Burntwood’s overall style could be described as ‘elegant-clunky’. The faceted façade is neat but the repetition of the pre-cast concrete shapes has the appearance of a nuclear resistant base. Inside the new four-storey pavilions are high-ceiling classrooms, tall glass windows with pretty views of campus-style plazas and walkways, and airy library spaces. Smart, clean, and set out like a palatial job centre, the style is not overwhelmingly impressive. It has the slightly numb calm of a modern gallery, which is almost to be expected from a firm whose catalogue includes Westminster Academy (shortlisted in 2008) and the Saatchi gallery.
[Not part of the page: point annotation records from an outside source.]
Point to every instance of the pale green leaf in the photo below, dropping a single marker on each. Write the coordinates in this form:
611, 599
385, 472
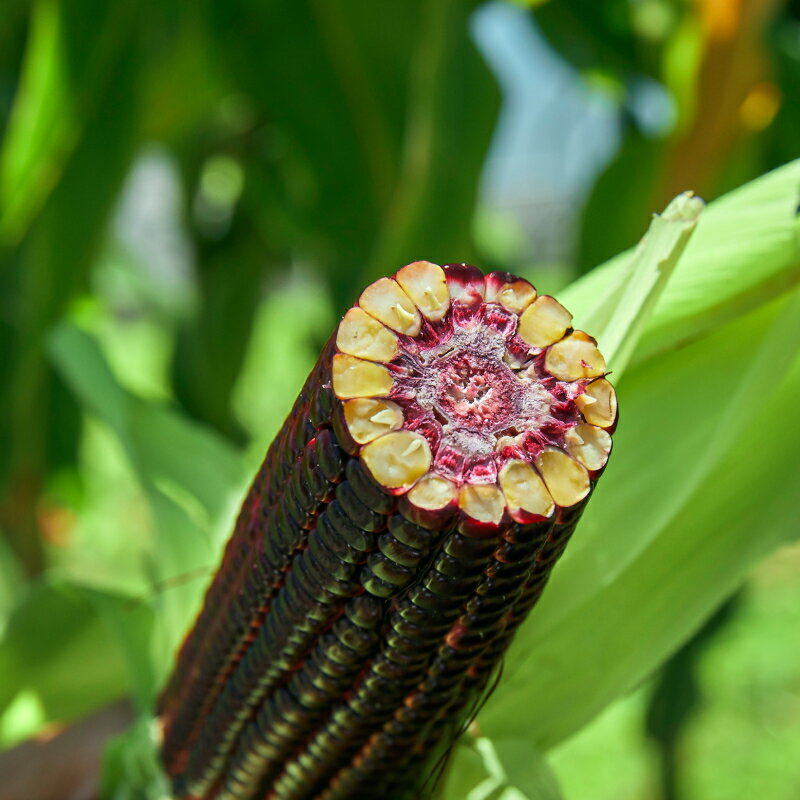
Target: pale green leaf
618, 316
745, 251
703, 485
43, 125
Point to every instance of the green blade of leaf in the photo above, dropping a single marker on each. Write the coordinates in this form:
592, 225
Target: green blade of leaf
745, 251
618, 317
682, 515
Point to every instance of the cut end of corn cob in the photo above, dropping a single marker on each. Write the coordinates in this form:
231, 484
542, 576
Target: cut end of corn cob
506, 406
405, 520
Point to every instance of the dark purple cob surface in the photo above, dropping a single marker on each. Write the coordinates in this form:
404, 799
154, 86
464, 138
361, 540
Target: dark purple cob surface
404, 522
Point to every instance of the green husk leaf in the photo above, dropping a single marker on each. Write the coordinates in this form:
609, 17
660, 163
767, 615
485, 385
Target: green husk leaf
745, 251
683, 514
618, 317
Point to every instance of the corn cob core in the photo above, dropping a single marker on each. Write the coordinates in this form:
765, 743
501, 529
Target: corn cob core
472, 399
404, 522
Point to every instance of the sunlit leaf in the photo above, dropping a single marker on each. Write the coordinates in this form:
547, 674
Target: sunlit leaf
58, 647
618, 316
689, 504
745, 251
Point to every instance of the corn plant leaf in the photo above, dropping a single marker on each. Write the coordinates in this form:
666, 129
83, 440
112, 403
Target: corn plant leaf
744, 252
191, 478
58, 646
500, 769
68, 70
618, 316
685, 510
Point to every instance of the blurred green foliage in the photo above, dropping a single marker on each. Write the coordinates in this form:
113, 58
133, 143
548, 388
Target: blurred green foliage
307, 148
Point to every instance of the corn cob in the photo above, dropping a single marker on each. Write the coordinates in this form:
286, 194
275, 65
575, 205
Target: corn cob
404, 522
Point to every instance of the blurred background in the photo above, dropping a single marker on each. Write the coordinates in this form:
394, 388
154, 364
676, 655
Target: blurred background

However, beneath the concrete portholes lie the foundations of an important historical homage. The six new sites incorporate two original buildings by Sir Leslie Martin, built during a golden age of intelligent comprehensive design in the 1950’s. In contrast, Burntwood’s renovation was commissioned during the dying months of New Labour’s BSF (Building Schools for the Future) programme—the last major initiative to fix old and downright dangerous schools.
As it stands, the school is a testament to the art of difficult negotiation. Under BSF, schools came up with a plan and then liaised with a quango called Partnership for Schools to find the best firm to build their vision. Shortly after the Coalition was elected, Michael Gove criticised the planning process, arguing that the nine ‘meta-stages’ and host of smaller sub-stages resulted in overspending and gross bureaucracy. It was axed in 2011 —around the time of Burntwood’s initial work—and the remaining desperately incomplete projects had to bid case by case for funding.
It’s fitting that a ‘Coalition era’ building should enshrine tense political haggling. However, unlike the bickering common room of politics this came out as a concrete-clad sign of hope. Amid the beggarly bids for money forced upon over 700 abandoned school projects, AHMM persevered and found true collaborators in the invaluable advice of teachers, the commotion of student life and the historic groundwork of Leslie Martin.
The transparency of the company is also something to praise. Their website contains all the architects’ preparatory work, like elevation plans and impressionistic vistas, so anyone can browse freely at their creative process. Underneath these designs are captions that give away their grand intentions. Rooms are discussed in phrases like “transferrable space,” “circulation spaces,” “external teaching terrace,” and “interactive theatre.” Seen through this vocabulary of style, the rooms themselves devolve their use to the needs of the pupils. A humbler art of collaboration is at the core of the project and for this Burntwood was a worthy winner.